The New York Times stated the book was “A hilarious woolly insomniac…adorably funny…[A] runaway hit.”

Kirkus Reviews stated "Scotton makes a stylish debut with this tale of a sleepless sheep—depicted as a blocky, pop-eyed, very soft-looking woolly with a skinny striped nightcap of unusual length—trying everything, from stripping down to his spotted shorts to counting all six hundred million billion and ten stars, twice, in an effort to doze off. . . .Russell doesn’t have quite the big personality of Ian Falconer’s Olivia, but more sophisticated fans of the precocious piglet will find in this art the same sort of daffy urbanity. "

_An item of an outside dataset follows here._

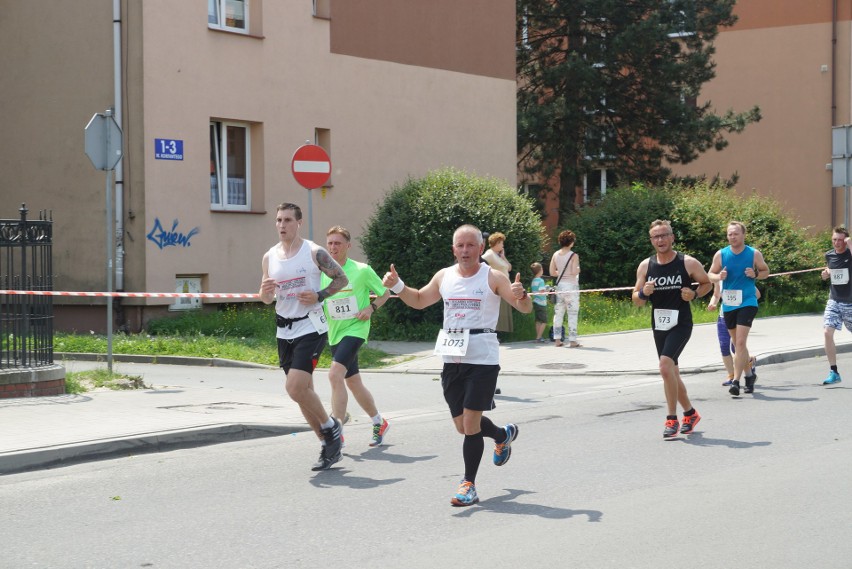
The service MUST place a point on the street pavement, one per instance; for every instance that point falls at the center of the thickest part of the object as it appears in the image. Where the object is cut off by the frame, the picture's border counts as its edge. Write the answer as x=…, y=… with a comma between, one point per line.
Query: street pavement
x=190, y=402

Publishers Weekly stated "Russell, a sheep longing for shuteye, is on the case in this sweet-natured picture book. . . . British native Scotton's children's book debut blends silly and warm into the kind of package that appeals to a broad age range. His stylized sheep—all fleecy white fluff atop matchstick-thin legs, with ping-pong-ball eyes—are simultaneously endearing and comic against a dark night-sky background. . . .This fresh-feeling bedtime story about one animal's restless ramblings should prove an entertaining send-off-to-the-Sandman for young readers."

== Awards ==
In 2005, the book was shortlisted for the Booktrust Early Years Award's Best New Illustrator Award.

In 2005, the book was also shortlisted for the Kate Greenaway Medal.

The book was chosen as a "Children's Choice" by the Children's Book Council.